Details

Not only do these details serve to make Deidre more naturalistic, they play a pivotal role in generating the appropriate emotion cues. The raising and lowering of the eyebrows and the dialation and contraction of the pupils serve to distinguish one emotion from another, while hair has the effect of softening her features. We want to take into consideration our computational processing and memory limitations. More importantly, these components must be aesthetically consistent with our existing facial mesh. A realistic hairstyle may not be appropriate if it may cause other fatures to look even more synthetic by contrast.


Eyes

Ancient Greeks deemed the eyes as the window to the soul; the expressiveness of a face are highly dependent on motion cues from our eyes, eyebrows, eyelids, and even pupils. The eyelids are defined as part of the facial polygonal mesh. We define the eyebrows separately from the facial mesh as portions of a sinusoidal curve, and are rendered as single tubes. The eyes are three parametric spheres. Dilating and contracting the pupil also works as a strong cue for other humans to interpret the expression as positive or negative as seen above. Rotating the eyes downward,upward, or shifting them side to side also dramatically alter the nature of an expression.


Hair

Human hair is an extremly difficult object to model since there exist hundreds of thousands of strands of hair for each head which reacts to external stimuli as well as interact with each other. Together, the hairs sometimes act like a textured sheet, yet at other times separates into thousands of flowing strands with different motions. We follow the shortcut commonly employed by cartoonists and artists alike who model hair with a few prominent strands;

We introduce an extremely economic method for hair modeling: multiply curled sheets. Deidre's hairstyle is composed of four curled strips, one for the forelocks, two for the side flanks, and one for the top scalp and back. We texture map the strips to simulate different strands by assigning two separate colors, brown and black in this case, according the horizontal or vertical position of the pixel. The asymmetric part in the forelocks is modeled by the piecewise function,

H(x,y) = (x, -cos(Pi*x/Lx), 3sin(pi*x/Lx)+ sin(pi*y/Ly) if x < 7
or (x, cos(Pi*x/Lx) + cos(Pi*y/Ly), 3sin(Pi*x/Lx)+ sin(pi*y/Ly)) otherwise

where (0 < x < 10) and (0 < y < 16), and Lx and Ly are constants.

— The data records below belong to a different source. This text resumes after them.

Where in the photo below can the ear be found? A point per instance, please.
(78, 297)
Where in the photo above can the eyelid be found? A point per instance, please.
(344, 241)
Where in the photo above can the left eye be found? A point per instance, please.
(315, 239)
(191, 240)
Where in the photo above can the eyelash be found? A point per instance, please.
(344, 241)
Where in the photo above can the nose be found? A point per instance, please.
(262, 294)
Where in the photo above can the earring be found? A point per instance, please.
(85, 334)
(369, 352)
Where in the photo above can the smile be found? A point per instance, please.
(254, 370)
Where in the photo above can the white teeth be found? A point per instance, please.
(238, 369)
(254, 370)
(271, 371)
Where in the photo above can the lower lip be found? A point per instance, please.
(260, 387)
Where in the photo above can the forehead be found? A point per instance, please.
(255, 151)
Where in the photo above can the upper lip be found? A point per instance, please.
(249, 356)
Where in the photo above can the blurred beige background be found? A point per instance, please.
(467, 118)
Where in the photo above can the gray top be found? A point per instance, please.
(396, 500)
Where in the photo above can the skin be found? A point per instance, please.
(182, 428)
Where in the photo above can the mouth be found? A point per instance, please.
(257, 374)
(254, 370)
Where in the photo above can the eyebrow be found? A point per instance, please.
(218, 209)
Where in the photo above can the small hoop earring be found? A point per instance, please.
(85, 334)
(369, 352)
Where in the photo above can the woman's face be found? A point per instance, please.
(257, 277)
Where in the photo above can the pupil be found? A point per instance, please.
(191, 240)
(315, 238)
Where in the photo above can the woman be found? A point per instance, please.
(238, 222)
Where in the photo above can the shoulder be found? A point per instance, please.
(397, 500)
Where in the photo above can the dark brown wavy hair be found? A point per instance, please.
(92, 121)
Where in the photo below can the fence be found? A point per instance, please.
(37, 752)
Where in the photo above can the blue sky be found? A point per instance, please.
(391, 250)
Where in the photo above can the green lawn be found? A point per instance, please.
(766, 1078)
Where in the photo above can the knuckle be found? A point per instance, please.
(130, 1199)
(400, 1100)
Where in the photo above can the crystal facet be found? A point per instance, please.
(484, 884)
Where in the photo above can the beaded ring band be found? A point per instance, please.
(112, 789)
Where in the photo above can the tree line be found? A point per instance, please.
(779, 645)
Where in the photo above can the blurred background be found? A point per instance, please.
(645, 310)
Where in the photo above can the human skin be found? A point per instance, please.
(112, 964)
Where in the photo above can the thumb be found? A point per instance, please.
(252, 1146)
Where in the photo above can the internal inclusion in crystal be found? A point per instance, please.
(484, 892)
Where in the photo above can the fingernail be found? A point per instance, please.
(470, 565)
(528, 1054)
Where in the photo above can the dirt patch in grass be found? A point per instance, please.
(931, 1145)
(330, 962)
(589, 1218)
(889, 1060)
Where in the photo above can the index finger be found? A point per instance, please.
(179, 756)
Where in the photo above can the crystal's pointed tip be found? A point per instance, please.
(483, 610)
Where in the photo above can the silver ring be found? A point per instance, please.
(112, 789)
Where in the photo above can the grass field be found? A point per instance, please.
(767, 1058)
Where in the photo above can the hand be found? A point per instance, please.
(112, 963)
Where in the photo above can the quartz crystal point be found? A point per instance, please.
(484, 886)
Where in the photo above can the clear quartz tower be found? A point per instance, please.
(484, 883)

The other strands are likewise curled with appropriate piecewise sine functions. There is great flexibility for modeling different shapes; more strands will yield more realistic results.

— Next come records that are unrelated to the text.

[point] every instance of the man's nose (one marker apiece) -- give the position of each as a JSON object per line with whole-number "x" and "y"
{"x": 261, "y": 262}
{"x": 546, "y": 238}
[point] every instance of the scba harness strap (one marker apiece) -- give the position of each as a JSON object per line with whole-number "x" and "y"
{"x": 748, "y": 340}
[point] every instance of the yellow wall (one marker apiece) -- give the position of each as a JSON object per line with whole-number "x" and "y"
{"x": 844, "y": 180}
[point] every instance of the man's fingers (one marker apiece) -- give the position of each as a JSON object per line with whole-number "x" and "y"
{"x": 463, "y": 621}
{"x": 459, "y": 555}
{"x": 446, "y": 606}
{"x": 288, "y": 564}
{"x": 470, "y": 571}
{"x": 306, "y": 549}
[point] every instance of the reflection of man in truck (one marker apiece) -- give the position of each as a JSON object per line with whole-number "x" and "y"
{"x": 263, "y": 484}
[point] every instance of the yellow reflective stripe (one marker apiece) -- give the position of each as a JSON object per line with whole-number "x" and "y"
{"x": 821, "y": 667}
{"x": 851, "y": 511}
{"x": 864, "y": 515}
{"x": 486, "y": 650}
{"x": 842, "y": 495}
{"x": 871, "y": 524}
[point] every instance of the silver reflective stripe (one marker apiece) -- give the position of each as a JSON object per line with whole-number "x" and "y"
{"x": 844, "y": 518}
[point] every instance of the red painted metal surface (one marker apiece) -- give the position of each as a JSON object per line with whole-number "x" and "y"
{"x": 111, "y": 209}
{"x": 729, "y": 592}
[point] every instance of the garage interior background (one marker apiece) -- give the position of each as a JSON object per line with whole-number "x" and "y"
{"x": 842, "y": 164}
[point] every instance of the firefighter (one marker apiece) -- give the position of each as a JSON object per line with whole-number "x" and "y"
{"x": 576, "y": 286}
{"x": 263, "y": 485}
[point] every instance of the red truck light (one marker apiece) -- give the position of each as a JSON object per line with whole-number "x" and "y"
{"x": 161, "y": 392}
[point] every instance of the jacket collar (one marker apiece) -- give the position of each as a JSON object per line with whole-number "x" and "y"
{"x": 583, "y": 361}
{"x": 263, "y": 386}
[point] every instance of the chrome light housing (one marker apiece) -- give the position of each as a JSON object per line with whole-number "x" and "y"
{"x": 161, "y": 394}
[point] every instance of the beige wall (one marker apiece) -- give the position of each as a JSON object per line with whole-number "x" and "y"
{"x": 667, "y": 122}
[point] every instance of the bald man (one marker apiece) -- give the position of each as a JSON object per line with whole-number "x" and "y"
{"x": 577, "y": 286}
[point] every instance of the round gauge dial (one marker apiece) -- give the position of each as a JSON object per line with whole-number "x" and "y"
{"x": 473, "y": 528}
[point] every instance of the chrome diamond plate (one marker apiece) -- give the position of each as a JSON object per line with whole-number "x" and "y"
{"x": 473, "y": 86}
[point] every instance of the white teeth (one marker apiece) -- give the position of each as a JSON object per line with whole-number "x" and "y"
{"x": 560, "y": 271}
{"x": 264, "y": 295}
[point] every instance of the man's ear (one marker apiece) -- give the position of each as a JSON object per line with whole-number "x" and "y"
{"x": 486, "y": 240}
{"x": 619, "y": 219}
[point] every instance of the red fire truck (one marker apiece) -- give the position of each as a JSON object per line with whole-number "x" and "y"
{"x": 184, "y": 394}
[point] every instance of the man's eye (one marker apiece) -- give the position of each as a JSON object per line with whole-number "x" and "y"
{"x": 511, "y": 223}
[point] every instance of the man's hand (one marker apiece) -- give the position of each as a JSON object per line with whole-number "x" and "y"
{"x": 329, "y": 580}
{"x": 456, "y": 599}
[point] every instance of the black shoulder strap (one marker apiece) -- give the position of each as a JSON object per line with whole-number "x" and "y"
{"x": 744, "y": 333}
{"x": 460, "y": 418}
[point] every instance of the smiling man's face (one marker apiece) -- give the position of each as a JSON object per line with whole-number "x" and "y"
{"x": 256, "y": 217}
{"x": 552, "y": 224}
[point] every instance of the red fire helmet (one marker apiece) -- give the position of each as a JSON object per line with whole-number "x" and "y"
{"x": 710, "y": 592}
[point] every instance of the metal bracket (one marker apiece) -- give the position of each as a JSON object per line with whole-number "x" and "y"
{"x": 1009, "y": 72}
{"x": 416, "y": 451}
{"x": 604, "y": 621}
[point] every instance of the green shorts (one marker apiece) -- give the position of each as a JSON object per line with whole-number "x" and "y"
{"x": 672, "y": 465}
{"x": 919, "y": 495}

Rankin and Hall has introduced the polyline method which renders a great number of random-length lines of subpixel resolution width; these lines are curled with what they term the pseudo-force function. Their method, when enhanced with appropriate coloring and shadowing, approximates a good bushiness for a pony-tail hairstyle.


Inner Mouth

Although we modeled a set of teeth with rows of deformed cubes, a pseudo tongue modeled with an ellipsoid shaded an appropriate plum color produced more visually pleasing effects. We attribute the difficulty of modeling teeth to the fact that human eyes are highly sensitive to geometric shapes as well as regularities in pattern, thus a more eroded shape and texture for the teeth may be required.